OTTAWA: Price volatility is keeping cryptoassets from being widely accepted as a means of payment, the Bank of Canada said on Thursday, though the markets' rapid evolution is an emerging vulnerability to Canada's financial system.
The central bank said it is monitoring cryptoasset markets, which have surged in popularity in the last year as they have become easier for consumers to access through exchange-traded funds, listed companies and other investment vehicles.
Despite the broadening interest, cryptoassets like bitcoin and other cryptocurrencies remain high risk as their intrinsic value is hard to establish, the Bank said in its annual review of Canada's financial systems.
"Price volatility stemming from speculative demand remains an important obstacle to the wide acceptance of cryptoassets as a means of payment," it said.
Bitcoin, the biggest and most popular cryptocurrency rose nearly 14% on Thursday to $42,000, after plunging 14% a day earlier to its lowest since late January.
The Bank of Canada added that while cryptoasset markets are currently not of "systemic importance" in Canada, that could change if a major technology firm were to issue a cryptocurrency that became widely accepted as a digital payment method.

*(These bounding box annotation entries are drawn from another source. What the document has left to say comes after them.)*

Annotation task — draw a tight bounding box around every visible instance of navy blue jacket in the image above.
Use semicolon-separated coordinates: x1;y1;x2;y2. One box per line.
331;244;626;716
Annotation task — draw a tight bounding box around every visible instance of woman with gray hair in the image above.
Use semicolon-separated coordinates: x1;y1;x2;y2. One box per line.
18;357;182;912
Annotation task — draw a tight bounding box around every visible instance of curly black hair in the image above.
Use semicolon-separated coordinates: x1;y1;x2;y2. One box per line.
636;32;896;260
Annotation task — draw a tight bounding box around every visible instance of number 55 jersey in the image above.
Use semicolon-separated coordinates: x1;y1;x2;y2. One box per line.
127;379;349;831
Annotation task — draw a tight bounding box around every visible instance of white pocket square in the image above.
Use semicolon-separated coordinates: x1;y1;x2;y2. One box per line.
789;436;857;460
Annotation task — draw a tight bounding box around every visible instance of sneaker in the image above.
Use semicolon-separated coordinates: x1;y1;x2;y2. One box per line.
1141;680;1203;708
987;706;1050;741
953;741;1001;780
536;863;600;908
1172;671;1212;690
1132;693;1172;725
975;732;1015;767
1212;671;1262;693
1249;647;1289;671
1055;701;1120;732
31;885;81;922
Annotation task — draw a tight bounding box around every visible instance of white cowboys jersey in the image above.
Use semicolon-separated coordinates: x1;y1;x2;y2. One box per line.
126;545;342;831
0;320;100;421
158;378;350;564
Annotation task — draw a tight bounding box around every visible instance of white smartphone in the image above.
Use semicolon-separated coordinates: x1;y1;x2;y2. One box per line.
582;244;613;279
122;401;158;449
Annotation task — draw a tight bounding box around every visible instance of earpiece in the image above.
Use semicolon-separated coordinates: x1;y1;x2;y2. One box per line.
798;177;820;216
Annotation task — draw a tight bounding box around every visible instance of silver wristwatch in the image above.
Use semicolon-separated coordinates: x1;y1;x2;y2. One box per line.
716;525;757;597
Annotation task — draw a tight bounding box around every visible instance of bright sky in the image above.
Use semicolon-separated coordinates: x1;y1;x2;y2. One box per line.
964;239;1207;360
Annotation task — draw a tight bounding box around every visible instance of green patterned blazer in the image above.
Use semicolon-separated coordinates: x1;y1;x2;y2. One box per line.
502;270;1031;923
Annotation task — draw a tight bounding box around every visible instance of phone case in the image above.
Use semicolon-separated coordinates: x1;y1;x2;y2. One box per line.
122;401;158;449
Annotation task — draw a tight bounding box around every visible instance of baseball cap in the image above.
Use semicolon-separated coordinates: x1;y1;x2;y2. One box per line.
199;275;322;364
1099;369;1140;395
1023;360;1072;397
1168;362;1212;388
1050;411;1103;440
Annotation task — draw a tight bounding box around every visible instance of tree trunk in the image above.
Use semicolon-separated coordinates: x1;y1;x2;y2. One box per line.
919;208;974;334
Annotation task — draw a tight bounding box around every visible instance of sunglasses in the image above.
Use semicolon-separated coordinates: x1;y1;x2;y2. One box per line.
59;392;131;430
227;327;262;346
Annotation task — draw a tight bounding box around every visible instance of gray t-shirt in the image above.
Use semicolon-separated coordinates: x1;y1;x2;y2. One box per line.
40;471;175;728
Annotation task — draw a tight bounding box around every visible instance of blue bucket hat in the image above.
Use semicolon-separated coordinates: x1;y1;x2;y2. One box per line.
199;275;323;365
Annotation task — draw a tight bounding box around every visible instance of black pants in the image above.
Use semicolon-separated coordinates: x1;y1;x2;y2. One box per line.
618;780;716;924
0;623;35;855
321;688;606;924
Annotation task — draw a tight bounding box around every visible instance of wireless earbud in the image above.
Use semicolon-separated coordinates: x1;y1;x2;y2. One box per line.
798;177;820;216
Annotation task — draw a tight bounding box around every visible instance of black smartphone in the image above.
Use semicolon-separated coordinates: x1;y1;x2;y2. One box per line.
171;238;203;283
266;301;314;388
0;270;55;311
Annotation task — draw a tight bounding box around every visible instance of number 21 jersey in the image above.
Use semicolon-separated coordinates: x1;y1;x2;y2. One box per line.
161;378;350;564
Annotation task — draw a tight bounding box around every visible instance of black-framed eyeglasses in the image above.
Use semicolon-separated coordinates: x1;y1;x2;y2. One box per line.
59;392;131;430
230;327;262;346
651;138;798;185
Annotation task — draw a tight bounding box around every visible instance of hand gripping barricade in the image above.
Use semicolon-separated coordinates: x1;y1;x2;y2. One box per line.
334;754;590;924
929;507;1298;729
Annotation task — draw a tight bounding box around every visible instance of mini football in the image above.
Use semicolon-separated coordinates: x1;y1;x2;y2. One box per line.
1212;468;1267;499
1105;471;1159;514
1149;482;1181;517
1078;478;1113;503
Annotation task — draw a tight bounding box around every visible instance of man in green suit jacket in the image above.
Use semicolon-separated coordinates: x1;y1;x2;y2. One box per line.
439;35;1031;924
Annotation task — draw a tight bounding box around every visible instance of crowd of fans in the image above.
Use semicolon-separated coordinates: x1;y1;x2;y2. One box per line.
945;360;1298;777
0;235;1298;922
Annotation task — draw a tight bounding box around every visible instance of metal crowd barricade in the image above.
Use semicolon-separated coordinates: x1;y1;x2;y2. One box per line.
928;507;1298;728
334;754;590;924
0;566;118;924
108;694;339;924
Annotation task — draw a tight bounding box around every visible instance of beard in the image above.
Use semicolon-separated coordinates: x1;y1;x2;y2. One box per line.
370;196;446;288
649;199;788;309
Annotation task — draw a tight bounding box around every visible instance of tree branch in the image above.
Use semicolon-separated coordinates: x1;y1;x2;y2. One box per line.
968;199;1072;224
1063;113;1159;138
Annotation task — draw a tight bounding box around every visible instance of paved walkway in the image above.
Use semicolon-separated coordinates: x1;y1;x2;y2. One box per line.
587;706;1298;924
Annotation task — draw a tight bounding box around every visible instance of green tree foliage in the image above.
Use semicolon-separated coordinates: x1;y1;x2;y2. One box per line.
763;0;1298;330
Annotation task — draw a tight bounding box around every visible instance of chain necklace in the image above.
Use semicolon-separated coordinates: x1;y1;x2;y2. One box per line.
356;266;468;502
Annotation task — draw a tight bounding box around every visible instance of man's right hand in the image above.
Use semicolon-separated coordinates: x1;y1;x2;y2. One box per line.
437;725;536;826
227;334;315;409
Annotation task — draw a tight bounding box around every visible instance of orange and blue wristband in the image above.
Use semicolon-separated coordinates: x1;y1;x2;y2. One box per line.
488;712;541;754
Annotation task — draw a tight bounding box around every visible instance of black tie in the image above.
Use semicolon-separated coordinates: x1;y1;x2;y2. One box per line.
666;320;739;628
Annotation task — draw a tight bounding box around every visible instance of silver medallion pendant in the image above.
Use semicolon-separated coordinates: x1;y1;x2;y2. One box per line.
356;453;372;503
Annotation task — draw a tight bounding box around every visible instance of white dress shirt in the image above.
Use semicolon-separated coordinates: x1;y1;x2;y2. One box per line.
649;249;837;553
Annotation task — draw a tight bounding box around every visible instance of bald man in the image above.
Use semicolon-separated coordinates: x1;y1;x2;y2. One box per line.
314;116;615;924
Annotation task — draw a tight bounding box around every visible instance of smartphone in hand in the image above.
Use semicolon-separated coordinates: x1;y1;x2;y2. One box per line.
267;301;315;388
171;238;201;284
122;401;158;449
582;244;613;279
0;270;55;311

The Bank of Canada is currently developing its own cash-like central bank digital currency that it could issue to the public, should the need arise. Many other top central banks are doing similar work.
Digital currency group Diem Association, formerly known as Facebook Inc's Libra project, said this month it plans to launch a pilot of a US dollar stablecoin, though did not say when.
Stablecoins are backed by traditional assets and are a potential solution to the price volatility of cryptoassets, though they also pose risks, the central bank said.
"Unless stablecoins are backed exclusively by Canadian dollars, their widespread adoption could inhibit the Bank's ability to implement monetary policy and act as lender of last resort," it said.